3. Em Laborem Exercens, Do trabalho humano (1981), João Paulo II referiu-se a este princípio como "o primeiro princípio de toda a ordem ética e social, a saber, o princípio do uso comum dos bens" (46). Em Mater et Magistra, Sobre a recente evolução da Questão Social à luz da Doutrina Cristã (1961), João XXIII escreveu: "Quanto ao uso dos bens materiais, nosso predecessor [Pio XII, 1941] declarou que o direito de todo homem de usá-los para seu próprio sustento é anterior a todos os outros direitos na vida econômica e, portanto, é anterior até mesmo ao direito de propriedade privada" (43). Observe a distinção papal entre propriedade e uso. Essa distinção entre a propriedade legal do bem e o direito de usar esse bem é característica do feudalismo e a base do fascismo moderno.

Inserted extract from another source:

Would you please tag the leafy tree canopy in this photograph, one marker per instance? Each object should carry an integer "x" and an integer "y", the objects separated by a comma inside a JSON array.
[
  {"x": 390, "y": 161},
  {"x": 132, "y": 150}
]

4. João Paulo II, The Ecological Crisis: A Common Responsibility (1 de janeiro de 1990), 8.

5. Concílio Vaticano II, Gaudium et Spes, Constituição pastoral sobre a Igreja no mundo moderno (1965), 69.

6. João Paulo II, Laborem Exercens (1981), 34-35.

7. João Paulo II, Laborem Exercens (1981), 46.

8. Pio XI, Quadragesimo Anno, Sobre a restauração e aperfeiçoamento da ordem social (1931), 25.

9. É claro que as teorias da lei natural e da tradição com as quais a Igreja-Estado Romana está comprometida cometem o mesmo erro lógico.

10. Concílio Vaticano II, Gaudium et Spes (1965), 71.